Produits phytosanitaires, un réseau criminel roumain démantelé

Le 28 novembre 2017, un réseau criminel organisé composé de onze malfaiteurs d’origine roumaine a été neutralisé. Responsables de vols de produits phytosanitaires dans le Nord, l’Ouest et l’Est de la France (principalement en Alsace), pour un préjudice total de près d’1 M€, ils ont été interpellés par la police roumaine dans leur pays mais également en Allemagne et en Belgique, avec l’appui de l’agence Europol. Ils ont été extradés et incarcérés en France dans l’attente de leur jugement.

« Nous sommes en présence d’un réseau très spécialisé dans le vol de produits phytosanitaires en grande quantité qui utilisait des circuits parallèles de revente en Roumanie. Il s’agissait d’une véritable entreprise criminelle très organisée », explique le colonel François Despres, chef de la Section de Recherches de Strasbourg. Volés la plupart du temps dans les locaux de structures d’approvisionnement, les produits phytosanitaires étaient acheminés en Roumanie pour être revendus sur des marchés parallèles à des agriculteurs locaux. « Il faut avoir à l’esprit que ces marchés se développent dans les pays où l’activité agricole est en forte croissance. Les groupes qui sévissent sont composés de vrais professionnels dans les filières ciblées », poursuit-il.

Initiée en mars 2017 par le TGI de Colmar, l’affaire « Phyto 67-68 » a mobilisé cinq enquêteurs français permanents et a pu aboutir grâce à la coopération européenne. « Nous avons beaucoup travaillé avec Europol, les polices allemandes, belges et roumaines. Depuis avril 2017, j’étais en contact avec la police roumaine qui a été très active dans le démantèlement de cette affaire. Sans cette coopération européenne, l’affaire n’aurait pas pu être résolue », tient à rajouter le colonel Despres.
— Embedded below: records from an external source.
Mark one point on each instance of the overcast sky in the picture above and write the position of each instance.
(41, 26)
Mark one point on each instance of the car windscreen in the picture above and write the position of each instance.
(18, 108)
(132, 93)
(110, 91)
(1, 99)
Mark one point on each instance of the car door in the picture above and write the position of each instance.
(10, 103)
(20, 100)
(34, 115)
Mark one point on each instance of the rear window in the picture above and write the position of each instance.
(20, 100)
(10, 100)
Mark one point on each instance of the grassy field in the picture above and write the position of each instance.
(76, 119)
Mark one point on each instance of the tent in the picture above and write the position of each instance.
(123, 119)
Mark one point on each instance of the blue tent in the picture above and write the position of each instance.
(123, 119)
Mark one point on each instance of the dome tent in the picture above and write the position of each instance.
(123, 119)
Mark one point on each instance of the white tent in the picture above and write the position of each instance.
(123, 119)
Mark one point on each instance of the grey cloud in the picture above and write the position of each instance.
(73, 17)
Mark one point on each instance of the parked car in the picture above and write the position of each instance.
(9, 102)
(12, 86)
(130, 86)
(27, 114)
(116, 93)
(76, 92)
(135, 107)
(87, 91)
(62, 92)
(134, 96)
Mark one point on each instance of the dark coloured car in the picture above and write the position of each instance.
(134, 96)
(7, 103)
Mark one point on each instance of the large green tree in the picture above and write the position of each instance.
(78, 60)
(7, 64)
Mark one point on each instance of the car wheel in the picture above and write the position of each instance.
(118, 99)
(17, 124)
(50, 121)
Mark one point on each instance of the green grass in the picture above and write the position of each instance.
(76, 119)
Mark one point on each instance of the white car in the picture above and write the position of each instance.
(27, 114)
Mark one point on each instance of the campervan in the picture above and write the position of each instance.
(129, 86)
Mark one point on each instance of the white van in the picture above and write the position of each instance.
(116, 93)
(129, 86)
Le dépôt de plainte, un élément clé

Un autre élément est primordial pour le chef de la Section de Recherches de Strasbourg. « La résolution d’une enquête résulte d’un ensemble d’éléments. C’est aussi à partir de signaux faibles que nous communiquent les unités de gendarmerie territoriales que nous avançons dans la résolution des affaires. Il est crucial que les agriculteurs déposent plainte lorsqu’ils sont confrontés à des vols même jugés minimes », explique-t-il.

Un conseil auquel des arboriculteurs drômois vont être sensibles. Depuis deux ou trois ans, nombre d’entre eux sont victimes de vols récurrents de produits phytosanitaires sur leurs exploitations. Bruno Darnaud est l’un d’entre eux. Localisé à Laroche de Glun, il a subi pas moins de trois vols en deux ans, deux en 2017 et un en 2018. « Depuis 2015, j’en suis à mon 5e vol dans des locaux pourtant difficiles d’accès. Désormais, je ne stocke plus de produits chez moi », explique l’arboriculteur résigné mais certain d’être victime d’un réseau de criminalité organisé.